Ce dossier est paru dans Allaiter aujourd'hui n° 77, LLL France, 2008
La façon dont une femme vit sa sexualité subit d’énormes changements dès la conception, puis pendant la grossesse, la naissance, l’allaitement, les premiers jours du maternage et les nombreuses années de parentage. Pour Michel Odent, les rapports sexuels, l’accouchement et l’allaitement ne sont pas des domaines séparés, ils font tous partie de la vie sexuelle de la femme. Ces trois types d’actes donnent lieu à la sécrétion d’ocytocine, l’hormone de l’amour, qui fonctionne également comme un système de récompense chaque fois que nous accomplissons un de ces actes. Tous les trois sont nécessaires à la survie de notre espèce.
Des odeurs excitantes ?
Spencer et al, de l’Université de Chicago, ont montré que les femmes allaitantes et leurs bébés émettaient une phéromone augmentant le désir sexuel chez les autres femmes . On a demandé à des mères allaitantes de porter des coussinets absorbants dans leur soutien-gorge et sous leurs bras.
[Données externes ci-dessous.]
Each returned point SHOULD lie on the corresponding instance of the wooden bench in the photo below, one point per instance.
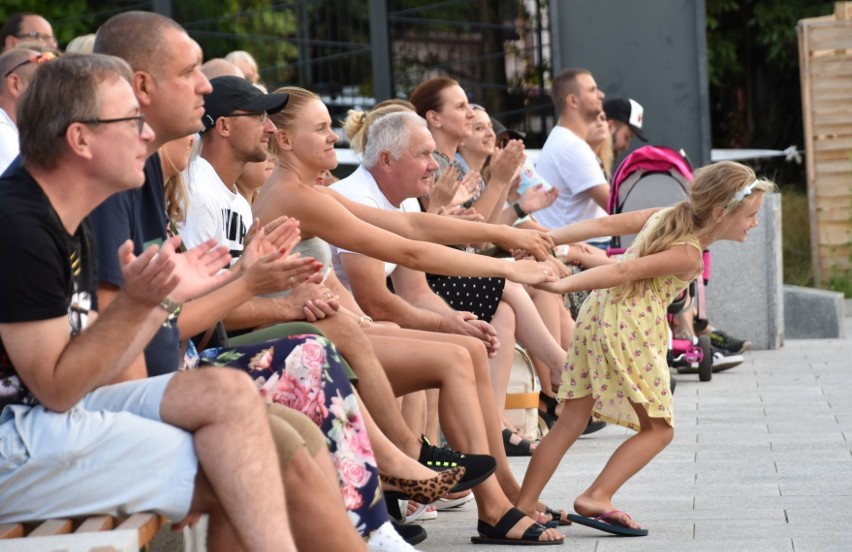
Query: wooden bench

Puis on a recruté 90 femmes âgées de 18 à 35 ans. Pendant deux mois, la moitié d’entre elles a été exposée à l’odeur des coussinets portés par les mères allaitantes, l’autre moitié à des coussinets portant une odeur neutre. Les femmes devaient placer les coussinets sous leur nez un certain nombre de fois par jour, et tenir un journal dans lequel elles notaient leur humeur, leur niveau de désir sexuel et leur activité sexuelle, y compris les rêveries de nature sentimentale ou érotique. Les femmes qui avaient un partenaire sexuel régulier ont fait état d’une augmentation de leur désir sexuel, tandis que celles qui n’avaient pas de partenaire ont eu davantage de fantasmes sexuels. Aucune modification n’a été constatée chez les femmes exposées aux coussinets témoin.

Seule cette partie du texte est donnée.